[PATCH] logformat annotation fixes

Tsantilas Christos Thu, 24 Apr 2014 07:13:52 -0700

Currently note values printed with "%note" formating code,  which
contain non alphanumeric characters, were quoted and quotes were then
escaped, resulting in bizarre logged rendition of empty or simple values
(often received from various helpers):
      %22-%22
      %22Default_Google%22
      %22pg13,US%22


This patch:
- does not use quotes to print annotations

- Allow system admin to define a separator to use for logged
annotations. The %note logformat accepts the following argument:
     [name][:separator]
The separator can be one of the ',' ';' or ':'. By default, multiple
note values are separated with "," and multiple notes are separated with
"\r\n". When logging named notes with %{name}note, the explicitly
configured separator is used between note values. When logging all notes
with %note, the explicitly configured separator is used between
individual notes. There is currently no way to specify both value and
notes separators when logging all notes with %note.

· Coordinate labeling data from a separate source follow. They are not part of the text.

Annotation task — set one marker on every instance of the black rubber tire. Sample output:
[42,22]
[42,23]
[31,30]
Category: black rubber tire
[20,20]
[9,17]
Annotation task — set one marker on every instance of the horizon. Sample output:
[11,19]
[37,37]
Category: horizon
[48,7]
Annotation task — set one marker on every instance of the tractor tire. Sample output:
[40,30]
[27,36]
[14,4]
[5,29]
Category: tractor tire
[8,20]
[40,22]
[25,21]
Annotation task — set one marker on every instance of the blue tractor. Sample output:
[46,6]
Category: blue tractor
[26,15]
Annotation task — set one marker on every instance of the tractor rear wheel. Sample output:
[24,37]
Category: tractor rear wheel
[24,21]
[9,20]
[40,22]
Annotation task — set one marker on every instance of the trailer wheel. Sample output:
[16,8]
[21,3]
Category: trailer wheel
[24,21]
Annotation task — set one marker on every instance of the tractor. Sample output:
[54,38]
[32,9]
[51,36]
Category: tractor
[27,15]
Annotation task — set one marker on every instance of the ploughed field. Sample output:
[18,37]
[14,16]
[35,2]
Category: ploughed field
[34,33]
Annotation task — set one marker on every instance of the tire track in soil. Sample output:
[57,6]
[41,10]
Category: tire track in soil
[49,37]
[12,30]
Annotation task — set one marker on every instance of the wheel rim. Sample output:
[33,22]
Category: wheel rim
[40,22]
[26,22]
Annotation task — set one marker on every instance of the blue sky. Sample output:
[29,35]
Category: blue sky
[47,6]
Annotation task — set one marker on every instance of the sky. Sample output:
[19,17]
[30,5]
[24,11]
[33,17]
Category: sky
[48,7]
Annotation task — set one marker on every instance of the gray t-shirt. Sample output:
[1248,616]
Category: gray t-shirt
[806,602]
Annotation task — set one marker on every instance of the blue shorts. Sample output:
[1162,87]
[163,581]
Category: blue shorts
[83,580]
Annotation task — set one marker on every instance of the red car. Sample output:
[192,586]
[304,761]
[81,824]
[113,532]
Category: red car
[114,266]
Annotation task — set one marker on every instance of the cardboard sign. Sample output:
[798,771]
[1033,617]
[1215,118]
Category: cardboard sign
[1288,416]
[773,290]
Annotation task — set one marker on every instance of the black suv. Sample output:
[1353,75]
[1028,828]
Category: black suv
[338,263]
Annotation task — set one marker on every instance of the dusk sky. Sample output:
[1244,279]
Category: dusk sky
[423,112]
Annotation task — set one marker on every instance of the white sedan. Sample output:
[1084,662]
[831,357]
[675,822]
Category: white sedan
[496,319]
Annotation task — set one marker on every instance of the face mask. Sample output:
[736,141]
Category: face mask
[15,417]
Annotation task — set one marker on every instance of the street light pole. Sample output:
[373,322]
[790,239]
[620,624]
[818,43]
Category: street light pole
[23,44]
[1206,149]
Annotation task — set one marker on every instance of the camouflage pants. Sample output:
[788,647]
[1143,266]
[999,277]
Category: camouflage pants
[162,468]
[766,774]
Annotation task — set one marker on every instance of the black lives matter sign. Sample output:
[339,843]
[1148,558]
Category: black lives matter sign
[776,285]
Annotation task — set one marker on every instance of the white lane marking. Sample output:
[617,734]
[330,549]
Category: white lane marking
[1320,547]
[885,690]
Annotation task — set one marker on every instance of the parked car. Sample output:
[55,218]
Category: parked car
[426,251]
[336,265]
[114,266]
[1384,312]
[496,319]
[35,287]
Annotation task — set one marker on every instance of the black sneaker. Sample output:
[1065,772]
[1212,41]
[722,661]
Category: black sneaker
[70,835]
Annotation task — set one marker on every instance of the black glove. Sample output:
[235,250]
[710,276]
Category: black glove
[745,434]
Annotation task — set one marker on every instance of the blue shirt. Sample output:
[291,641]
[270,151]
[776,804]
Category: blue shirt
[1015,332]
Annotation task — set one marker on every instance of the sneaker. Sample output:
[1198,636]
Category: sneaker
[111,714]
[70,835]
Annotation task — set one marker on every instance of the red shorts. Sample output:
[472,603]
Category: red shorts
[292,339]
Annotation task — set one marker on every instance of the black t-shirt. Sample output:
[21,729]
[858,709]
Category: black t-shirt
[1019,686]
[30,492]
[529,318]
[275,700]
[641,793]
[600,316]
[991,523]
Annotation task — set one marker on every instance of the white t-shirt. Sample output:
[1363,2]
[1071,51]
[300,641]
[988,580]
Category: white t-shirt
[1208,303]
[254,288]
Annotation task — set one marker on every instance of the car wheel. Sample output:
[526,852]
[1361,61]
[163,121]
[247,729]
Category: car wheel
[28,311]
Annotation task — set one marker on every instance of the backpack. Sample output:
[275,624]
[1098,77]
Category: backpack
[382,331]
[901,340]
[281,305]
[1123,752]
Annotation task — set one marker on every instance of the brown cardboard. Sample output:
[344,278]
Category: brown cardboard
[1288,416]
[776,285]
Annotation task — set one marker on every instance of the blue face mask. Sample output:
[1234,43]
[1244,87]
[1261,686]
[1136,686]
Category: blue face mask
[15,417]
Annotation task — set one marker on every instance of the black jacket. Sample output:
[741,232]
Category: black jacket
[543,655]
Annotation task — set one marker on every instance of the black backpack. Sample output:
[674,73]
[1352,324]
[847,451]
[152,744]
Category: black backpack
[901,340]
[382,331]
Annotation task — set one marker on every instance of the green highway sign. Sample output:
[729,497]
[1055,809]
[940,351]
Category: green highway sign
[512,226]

- Makes the Format::Token::data a struct (now is a union) and initialize
Format::Token::data data members in Format::Token::Token constructor.

This is a Measurement Factory project

Logformat annotation fixes

Currently note values printed with "%note" formating code, which contain non 
alphanumeric characters, were quoted and quotes were then escaped, resulting
in bizarre logged rendition of empty or simple values (often received from
various helpers):
      %22-%22
      %22Default_Google%22
      %22pg13,US%22

This patch:
- does not use quotes to print annotations

- Allow system admin to define a separator to use for logged 
  annotations. The %note logformat accepts the following argument:
     [name][:separator]
  The separator can be one of the ',' ';' or ':'.
  By default, multiple note values are separated with "," and multiple
  notes are separated with "\r\n". When logging named notes with
  %{name}note, the explicitly configured separator is used between note
  values. When logging all notes with %note, the explicitly configured
  separator is used between individual notes. There is currently no way to
  specify both value and notes separators when logging all notes with %note.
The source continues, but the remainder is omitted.